Antiviral agents and verruca
I am interested to know if anyone has used antiviral preparations on plantar warts.
Toutous-Trellu L, Hirschel B, Piguet V, Schiffer V, Saurat JH, Pechere M.
[Treatment of cutaneous human papilloma virus, poxvirus and herpes simplex virus infections with topical cidofovir in HIV positive patients]
Ann Dermatol Venereol. 2004 May;131(5):445-9.
INTRODUCTION: Cidofovir (Vistide) is an antiviral marketed for the treatment of cytomegalovirus retinitis. Clinical efficacy has been reported with its broad antiviral spectrum that includes poxvirus, human papilloma virus and Herpes simplex. In immunodepressed patients, these infectious dermatoses are often recurrent and resistant. In an open study, we assessed the efficacy and clinical tolerance of cidofovir gel at 1 p. 100. PATIENTS AND METHODS: Twelve HIV-infected adults were included.
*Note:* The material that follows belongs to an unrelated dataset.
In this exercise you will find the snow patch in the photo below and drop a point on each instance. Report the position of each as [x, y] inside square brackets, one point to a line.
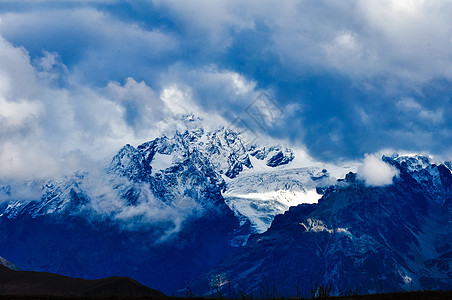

Cidofovir gel at 1 p. 100 was applied directly on the lesions, once a day, for two weeks on the molluscum and condylomas, four weeks on the warts and one week on the chronic herpes. RESULTS: Four patients presented with warts and 3 of them with verruca plana. In 2 of the verruca plana patients, regression was complete although relapse was observed. Two failures were noted. Local application of the gel was not tolerated by one patient suffering from condylomas of the penis. Four patients presented with molluscum contagiosum. Two complete regressions with strong local reaction and two partial regressions were observed. The latter two patients exhibited severe immunodepression, one of them subsequently received infusions of cidofovir. Two women suffering from vulvar and perianal herpes resistant to acyclovir were treated for one week with cidofovir gel at 1 p. 100: no response was obtained. One of the patients stopped treatment because of local intolerance. A third, less immunodepressed, woman responded partially. COMMENTS: In HIV-positive patients, cidofovir in topical form appears to be indicated in extensive and confluent molluscum contagiosum. However, the effect occurs at the cost of local inflammation. The results are disappointing in papillomavirus lesions and in chronic acyclovir-resistant herpes ulcerations, efficacy is debatable.